Lors de son premier interrogatoire, au deuxième jour du procès, Abdelkader Merah avait dit avoir un temps considéré Abdelghani comme un modèle, lorsque l’aîné de la fratrie était lui-même un délinquant “tombé dans l’alcool” et violent.

“Je buvais de l’alcool avec lui, je fumais du shit avec lui, je volais pour lui, il me battait mais comme c’était un modèle, je ne faisais pas attention”, a-t-il raconté.

Les deux frères ont ensuite pris des chemins divergents, Abdelkader blessant même grièvement à coups de couteau son aîné en 2003, trois ans avant sa “conversion” à un islam radical.

Abdelghani, mince silhouette en T-shirt et jeans, crâne rasé et voix monocorde, dit aujourd’hui s’être “réinséré” et essayer “de prendre le bon chemin” pour être un “exemple” pour son fils.

Au début d’une déposition de trois heures, tout au long de laquelle son frère est resté imperturbable, il a tenu à présenter ses condoléances aux familles des victimes.

“Depuis mars 2012, j’ai tenu à dire la vérité, aussi douloureuse qu’elle soit”, a-t-il poursuivi, dénonçant la “loi du silence” observée par le reste d’une famille qui “cultivait la haine du juif, la haine de la France”.

“COMPLICES IDÉOLOGIQUES”

“Je dénonce, je combats le radicalisme qui a détruit ma famille, je dénonce cette doctrine mortifère”, a-t-il ajouté.

Pour lui Abdelkader et Mohamed Merah étaient bien “complices idéologiques” et le second n’a fait que suivre le “chemin” du premier, qu’il a dit avoir vu “sillonner les quartiers, habillé comme un taliban, coran à la main et prêchant la bonne parole”. Et d’ajouter : “Il a essayé sur moi.”

Selon les enquêteurs, Abdelkader et Mohamed Merah étaient en contact avec les frères Fabien et Jean-Michel Clain, qui, plus tard, partiront en Syrie et revendiqueront les attentats du 13 novembre 2015 à Paris et Saint-Denis, et avec un gourou de la pensée islamique radicale, Olivier Corel.

Abdelghani a décrit aux enquêteurs, ainsi que dans un livre et des interviews, l’influence qu’ont eue, selon lui, Abdelkader et d’autres membres de la famille, dont sa soeur Souad.
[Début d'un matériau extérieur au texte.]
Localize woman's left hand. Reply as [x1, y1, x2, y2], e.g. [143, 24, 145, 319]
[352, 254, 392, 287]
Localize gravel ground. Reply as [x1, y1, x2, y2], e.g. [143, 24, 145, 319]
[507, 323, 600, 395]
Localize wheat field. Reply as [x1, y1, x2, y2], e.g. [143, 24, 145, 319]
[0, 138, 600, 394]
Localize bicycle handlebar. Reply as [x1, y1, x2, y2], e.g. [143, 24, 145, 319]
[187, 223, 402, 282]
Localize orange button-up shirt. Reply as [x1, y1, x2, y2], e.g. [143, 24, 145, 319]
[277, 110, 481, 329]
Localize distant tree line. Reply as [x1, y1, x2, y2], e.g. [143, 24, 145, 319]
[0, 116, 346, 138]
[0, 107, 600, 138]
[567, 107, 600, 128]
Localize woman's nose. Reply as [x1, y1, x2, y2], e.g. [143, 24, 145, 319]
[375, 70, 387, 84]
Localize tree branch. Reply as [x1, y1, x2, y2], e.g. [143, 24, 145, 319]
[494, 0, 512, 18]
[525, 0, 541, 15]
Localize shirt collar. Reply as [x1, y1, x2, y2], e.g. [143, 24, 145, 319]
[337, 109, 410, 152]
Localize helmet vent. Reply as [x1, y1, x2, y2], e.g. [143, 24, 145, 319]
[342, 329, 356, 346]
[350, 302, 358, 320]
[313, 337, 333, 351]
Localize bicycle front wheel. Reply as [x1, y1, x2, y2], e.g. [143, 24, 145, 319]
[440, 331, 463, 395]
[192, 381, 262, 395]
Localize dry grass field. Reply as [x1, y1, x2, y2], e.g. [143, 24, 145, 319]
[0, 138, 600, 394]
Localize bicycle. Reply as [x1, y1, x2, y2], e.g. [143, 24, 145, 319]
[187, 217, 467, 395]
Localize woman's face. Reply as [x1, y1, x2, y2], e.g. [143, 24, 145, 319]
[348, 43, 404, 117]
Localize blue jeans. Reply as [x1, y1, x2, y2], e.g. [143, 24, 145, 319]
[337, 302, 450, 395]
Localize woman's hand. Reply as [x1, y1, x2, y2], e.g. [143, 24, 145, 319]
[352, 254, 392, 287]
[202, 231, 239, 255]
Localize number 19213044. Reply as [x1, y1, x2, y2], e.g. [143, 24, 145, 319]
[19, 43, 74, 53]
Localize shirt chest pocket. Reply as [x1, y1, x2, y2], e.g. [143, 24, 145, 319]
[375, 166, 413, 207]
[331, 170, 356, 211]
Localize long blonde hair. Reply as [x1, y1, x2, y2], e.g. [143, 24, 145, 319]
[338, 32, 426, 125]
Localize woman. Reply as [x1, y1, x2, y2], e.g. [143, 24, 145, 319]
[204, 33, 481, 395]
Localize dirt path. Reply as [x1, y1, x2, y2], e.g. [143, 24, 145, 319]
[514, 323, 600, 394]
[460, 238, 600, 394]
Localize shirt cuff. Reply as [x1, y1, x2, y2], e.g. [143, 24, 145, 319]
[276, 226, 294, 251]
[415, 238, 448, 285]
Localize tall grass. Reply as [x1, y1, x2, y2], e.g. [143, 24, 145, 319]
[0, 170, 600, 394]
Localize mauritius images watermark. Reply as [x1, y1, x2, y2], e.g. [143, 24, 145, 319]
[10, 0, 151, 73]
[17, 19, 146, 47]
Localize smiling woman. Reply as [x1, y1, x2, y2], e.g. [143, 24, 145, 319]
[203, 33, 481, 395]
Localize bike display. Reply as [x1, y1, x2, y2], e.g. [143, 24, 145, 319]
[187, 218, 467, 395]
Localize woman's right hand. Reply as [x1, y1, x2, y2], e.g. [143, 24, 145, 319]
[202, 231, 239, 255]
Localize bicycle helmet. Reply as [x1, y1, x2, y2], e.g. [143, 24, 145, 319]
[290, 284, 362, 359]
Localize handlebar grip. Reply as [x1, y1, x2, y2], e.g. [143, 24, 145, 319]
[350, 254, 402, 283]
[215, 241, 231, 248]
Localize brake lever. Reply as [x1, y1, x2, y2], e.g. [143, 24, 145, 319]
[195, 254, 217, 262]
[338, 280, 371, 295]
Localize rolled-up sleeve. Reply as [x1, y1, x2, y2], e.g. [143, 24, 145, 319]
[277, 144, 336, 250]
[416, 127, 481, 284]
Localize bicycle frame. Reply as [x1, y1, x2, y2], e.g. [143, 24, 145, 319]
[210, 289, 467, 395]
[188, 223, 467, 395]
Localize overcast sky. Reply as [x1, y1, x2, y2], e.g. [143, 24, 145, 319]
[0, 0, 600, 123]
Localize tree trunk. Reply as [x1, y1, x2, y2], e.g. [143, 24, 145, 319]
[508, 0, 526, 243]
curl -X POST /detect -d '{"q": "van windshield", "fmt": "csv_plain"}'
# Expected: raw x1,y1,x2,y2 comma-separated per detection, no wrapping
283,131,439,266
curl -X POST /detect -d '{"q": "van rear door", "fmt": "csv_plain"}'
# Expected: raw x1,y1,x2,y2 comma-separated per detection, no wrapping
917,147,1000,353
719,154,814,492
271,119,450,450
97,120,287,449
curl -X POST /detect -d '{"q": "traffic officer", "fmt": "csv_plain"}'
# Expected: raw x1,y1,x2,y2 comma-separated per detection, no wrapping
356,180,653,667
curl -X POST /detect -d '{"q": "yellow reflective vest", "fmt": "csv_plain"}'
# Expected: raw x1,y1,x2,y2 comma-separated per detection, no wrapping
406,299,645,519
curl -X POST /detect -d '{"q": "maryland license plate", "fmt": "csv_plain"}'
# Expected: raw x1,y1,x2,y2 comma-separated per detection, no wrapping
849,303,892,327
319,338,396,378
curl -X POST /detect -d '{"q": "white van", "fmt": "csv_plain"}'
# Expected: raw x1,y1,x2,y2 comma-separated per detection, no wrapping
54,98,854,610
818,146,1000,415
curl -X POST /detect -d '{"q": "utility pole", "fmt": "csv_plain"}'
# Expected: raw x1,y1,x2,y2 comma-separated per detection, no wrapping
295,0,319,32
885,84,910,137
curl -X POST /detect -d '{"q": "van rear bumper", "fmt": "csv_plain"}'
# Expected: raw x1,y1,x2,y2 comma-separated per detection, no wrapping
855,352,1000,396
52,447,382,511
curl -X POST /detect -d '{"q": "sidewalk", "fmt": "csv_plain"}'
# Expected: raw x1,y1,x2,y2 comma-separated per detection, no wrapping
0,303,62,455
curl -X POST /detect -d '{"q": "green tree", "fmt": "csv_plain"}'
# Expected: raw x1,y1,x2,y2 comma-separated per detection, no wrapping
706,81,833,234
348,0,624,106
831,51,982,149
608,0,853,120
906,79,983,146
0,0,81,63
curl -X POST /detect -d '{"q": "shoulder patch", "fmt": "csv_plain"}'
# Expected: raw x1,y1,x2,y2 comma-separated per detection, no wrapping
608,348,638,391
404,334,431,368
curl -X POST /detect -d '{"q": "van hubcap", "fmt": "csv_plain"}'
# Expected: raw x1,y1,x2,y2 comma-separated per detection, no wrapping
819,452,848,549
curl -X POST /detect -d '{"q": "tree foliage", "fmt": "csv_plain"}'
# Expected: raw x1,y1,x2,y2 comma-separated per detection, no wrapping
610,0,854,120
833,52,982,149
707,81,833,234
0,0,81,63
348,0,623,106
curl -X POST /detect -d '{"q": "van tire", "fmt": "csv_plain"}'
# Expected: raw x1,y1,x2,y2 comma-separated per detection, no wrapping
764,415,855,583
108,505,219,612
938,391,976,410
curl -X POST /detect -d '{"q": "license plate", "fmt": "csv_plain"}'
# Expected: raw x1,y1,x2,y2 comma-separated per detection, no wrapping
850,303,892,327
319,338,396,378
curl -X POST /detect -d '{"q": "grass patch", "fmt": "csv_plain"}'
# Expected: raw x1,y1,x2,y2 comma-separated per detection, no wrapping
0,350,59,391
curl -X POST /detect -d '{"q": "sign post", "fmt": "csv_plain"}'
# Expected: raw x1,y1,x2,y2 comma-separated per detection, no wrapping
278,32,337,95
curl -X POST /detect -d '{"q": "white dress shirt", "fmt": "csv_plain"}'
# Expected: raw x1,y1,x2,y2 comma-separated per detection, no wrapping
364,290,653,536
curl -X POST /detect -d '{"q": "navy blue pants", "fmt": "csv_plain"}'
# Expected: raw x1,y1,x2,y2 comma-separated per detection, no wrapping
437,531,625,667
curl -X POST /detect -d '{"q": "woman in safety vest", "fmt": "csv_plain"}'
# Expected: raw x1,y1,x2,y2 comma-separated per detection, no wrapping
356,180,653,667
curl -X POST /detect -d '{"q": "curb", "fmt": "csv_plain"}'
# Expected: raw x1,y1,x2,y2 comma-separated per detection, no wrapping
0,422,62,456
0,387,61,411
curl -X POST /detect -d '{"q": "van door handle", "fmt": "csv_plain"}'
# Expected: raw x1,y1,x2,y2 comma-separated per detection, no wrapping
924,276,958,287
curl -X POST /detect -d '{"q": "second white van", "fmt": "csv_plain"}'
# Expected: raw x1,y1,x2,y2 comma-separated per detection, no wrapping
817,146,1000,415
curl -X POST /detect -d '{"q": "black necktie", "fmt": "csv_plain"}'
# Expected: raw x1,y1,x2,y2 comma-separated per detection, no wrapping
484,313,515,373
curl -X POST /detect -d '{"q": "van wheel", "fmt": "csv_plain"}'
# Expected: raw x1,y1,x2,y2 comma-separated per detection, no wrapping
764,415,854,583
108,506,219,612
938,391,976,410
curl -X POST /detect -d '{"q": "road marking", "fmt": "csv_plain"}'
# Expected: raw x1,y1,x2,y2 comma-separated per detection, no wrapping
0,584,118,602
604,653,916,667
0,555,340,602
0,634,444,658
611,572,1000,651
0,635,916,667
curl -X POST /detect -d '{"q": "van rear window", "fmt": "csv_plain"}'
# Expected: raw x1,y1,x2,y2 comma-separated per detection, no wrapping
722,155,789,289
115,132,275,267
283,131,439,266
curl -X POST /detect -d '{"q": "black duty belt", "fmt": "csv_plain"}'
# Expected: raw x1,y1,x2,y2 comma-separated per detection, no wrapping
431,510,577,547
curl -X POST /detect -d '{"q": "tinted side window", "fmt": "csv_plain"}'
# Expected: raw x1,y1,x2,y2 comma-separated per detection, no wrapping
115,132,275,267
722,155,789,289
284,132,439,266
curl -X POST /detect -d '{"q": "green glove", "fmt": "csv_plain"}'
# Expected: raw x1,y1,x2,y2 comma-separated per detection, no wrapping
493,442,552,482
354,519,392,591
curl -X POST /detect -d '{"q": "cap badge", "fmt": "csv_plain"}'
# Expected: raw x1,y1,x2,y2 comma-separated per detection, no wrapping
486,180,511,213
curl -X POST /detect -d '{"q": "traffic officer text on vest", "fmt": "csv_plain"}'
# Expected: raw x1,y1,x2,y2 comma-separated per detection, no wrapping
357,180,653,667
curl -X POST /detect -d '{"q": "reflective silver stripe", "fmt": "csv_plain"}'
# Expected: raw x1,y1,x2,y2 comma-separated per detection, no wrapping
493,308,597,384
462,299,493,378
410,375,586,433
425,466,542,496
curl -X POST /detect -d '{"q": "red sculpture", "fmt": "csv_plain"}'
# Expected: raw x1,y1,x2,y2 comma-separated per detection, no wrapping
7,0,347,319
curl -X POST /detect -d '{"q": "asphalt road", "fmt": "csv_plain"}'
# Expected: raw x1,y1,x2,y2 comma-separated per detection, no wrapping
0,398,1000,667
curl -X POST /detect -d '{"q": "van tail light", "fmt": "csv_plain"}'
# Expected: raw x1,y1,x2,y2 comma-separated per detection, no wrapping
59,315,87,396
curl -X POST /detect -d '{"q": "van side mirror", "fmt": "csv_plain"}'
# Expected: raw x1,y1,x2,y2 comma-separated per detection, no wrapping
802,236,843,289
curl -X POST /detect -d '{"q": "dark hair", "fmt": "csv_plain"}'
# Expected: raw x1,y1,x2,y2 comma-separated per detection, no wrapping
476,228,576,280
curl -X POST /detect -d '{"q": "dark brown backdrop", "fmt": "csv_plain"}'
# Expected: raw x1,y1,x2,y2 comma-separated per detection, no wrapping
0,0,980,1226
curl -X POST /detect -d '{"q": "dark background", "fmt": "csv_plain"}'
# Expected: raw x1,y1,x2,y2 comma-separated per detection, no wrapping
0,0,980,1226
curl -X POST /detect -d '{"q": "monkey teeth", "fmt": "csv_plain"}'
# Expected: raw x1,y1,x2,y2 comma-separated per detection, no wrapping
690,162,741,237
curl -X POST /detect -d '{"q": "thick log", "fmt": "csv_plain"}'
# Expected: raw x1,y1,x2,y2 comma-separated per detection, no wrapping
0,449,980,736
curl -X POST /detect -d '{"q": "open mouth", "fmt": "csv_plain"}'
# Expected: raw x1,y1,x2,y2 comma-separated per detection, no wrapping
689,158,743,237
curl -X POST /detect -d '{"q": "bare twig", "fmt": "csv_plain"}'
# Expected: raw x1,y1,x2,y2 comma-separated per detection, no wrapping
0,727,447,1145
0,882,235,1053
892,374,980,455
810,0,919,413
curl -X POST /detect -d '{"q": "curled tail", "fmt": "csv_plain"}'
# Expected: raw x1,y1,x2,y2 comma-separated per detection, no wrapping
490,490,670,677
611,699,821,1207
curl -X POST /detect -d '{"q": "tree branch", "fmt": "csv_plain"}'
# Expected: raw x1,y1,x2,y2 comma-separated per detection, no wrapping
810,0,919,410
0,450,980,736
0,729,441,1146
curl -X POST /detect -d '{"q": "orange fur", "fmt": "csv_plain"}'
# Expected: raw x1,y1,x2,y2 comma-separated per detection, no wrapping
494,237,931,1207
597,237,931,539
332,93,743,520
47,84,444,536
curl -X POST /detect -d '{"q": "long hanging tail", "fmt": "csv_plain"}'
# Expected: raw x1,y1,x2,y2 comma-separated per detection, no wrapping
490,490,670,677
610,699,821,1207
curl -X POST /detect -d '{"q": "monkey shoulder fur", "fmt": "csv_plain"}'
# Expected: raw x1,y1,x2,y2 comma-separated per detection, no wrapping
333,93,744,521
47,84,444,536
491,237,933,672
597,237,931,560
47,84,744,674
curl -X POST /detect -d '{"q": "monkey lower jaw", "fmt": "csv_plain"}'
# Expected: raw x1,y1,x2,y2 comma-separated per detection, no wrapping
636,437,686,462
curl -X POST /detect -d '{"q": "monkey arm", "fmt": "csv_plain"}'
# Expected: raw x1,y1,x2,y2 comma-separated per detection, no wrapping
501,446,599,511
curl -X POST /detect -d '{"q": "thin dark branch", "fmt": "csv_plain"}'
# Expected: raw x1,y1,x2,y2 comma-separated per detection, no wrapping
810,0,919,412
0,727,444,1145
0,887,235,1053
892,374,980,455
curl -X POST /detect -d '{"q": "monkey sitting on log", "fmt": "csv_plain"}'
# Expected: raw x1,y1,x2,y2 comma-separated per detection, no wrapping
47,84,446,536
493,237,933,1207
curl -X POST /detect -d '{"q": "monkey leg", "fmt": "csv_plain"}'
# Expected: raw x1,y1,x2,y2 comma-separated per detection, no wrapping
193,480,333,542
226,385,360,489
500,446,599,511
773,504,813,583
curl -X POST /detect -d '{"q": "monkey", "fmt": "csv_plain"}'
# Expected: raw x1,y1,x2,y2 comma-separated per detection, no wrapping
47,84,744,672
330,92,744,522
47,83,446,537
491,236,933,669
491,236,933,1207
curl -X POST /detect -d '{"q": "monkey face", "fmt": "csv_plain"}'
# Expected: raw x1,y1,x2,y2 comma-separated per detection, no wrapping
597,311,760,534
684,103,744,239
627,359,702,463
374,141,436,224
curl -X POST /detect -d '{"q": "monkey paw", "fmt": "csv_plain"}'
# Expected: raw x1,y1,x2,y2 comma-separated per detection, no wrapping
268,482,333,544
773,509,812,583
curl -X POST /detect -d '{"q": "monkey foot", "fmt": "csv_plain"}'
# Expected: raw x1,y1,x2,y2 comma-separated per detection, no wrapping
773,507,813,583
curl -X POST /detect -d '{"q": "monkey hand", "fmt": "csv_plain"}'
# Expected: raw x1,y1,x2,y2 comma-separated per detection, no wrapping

Il a dit à l’audience avoir entendue celle-ci parler de “guerre sainte”, notamment contre la police, les juifs et les militaires.

“Abdelkader (...) a façonné Mohamed”, a-t-il répété à la cour. “Mon intime conviction est que si Mohamed a touché des enfants, c’est qu’il a été téléguidé par Abdelkader.”

A propos du scooter, il a déclaré avoir entendu Abdelkader et Mohamed dire que “le vol devient légal si c’est pour servir la cause” de l’islam et “quand vous volez un mécréant”.

Il s’est également dit convaincu que ses deux frères avaient parlé ensemble des projets du tueur, ce que les enquêteurs n’ont pas réussi à établir formellement.

Le témoin précédent, un ancien directeur régional du renseignement intérieur, Christian Balle-Andui, a pour sa part dit qu’Abdelkader Merah était un “redoutable propagandiste” et qu’il avait été le “mentor idéologique” de Mohamed Merah.

“Les attentats de Toulouse sont le fruit d’un projet collectif (...) dont Mohamed Merah est le bras armé”, a-t-il déclaré, tout en précisant qu’il n’en avait pas la preuve mais que c’était son “intime conviction”.

Abdelkader Merah encourt la réclusion criminelle à perpétuité.